The facility performs frequent leak testing with a portable sonic leak detector and using infrared imaging, "but checking hundreds of valves is very time-consuming and costly, and it must be done frequently to be effective," Kwan said.

"We want to know when a valve lifts, and which one is lifted." Singapore Refining Co.'s Jian Ting Kwan, on the company's use of Emerson wireless acoustic sensors to track pressure relief valve behavior.

By automatically monitoring valves, it should be possible to quantify and reduce flaring and vent losses, effectively inspect valves and schedule overhauls, and correlate passing to process conditions to improve operations.

"We want to know when a valve lifts, and which one is lifted," Kwan said. "When a valve seats back, it often doesn't seat back completely, and we want to know that, too."

Mission: Smart relief valves

The plant defined a mission to turn ordinary relief valves into smart relief valves by installing leak detection instruments. "A wireless acoustic transmitter detects ultrasonic emissions due to passage of liquid or gas, with a secondary indication by temperature," Kwan said. "There's no need to upgrade the DCS or historian, and no special software required."

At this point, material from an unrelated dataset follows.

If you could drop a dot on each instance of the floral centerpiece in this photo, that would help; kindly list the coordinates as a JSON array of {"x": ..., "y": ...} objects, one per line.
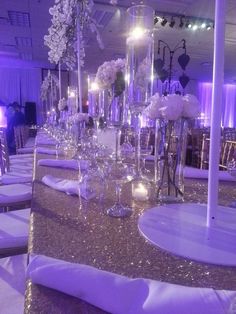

The acoustic instruments are easy to install, and transmit data to the wireless receiver, which routes it to the DCS, where operators can see the overpressure release as an indication of process problems. It also feeds the historian, where Energy and Loss Control can use it to monitor losses, Maintenance can use it to plan and prioritize repairs, and EH&S can use it for reporting.

Phase 1 demonstrated value

An Emerson acoustic leak detector trial was carried out from January 2013 to May 2014. The trial involved real-time monitoring of both steam traps and the flare system. The installation includes a gateway, management software and 50 wireless transmitters spread across the site: three on relief valves, two on control valves, 29 on stream traps and 16 as repeaters for the WirelessHART mesh network.

The results on steam traps were very encouraging. Verified against a portable tester, 97% gave the same result. Seven of the 29 team traps were found faulty instantly on installation, with six leaking and one trapping condensate.

Phase 1 showed that the transmitters could detect passing and leaks, but high background noise affected the accuracy of results, especially on relief valves.

Phase 2 promises payback

The refinery is now planning to install 224 additional transmitters, including 184 on relief valves. This phase also includes three flowmeters to pinpoint areas of high flare flow. Kwan calculates 31 kg/hr potential flare reduction, or 30% of the facility's historical releases. He estimates the resulting savings at US$114,700 per year, plus increased maintenance efficiencies.

Using the transmitters' temperature indication will help overcome noise problems, and the latest version of the 708 has the ability to suppress background noise as well.

"This application uses Modbus [to connect the wireless gateways with the DCS], but we can use HART-IP or other network protocols," said Jonas Berge, director, applied technology, Emerson Process Management. The same wireless system is being used for many other things in the plant, such as monitoring vibration, corrosion, inventory and materials movements.

Wireless networks and acoustic transmitters have broad applications in many plants for steam trap and other equipment monitoring, as well as for relief and pressure control valves, Berge said. "All plants that use relief valves have these challenges—to cut flaring and prevent losses by pinpointing which valves are lifting or leaking."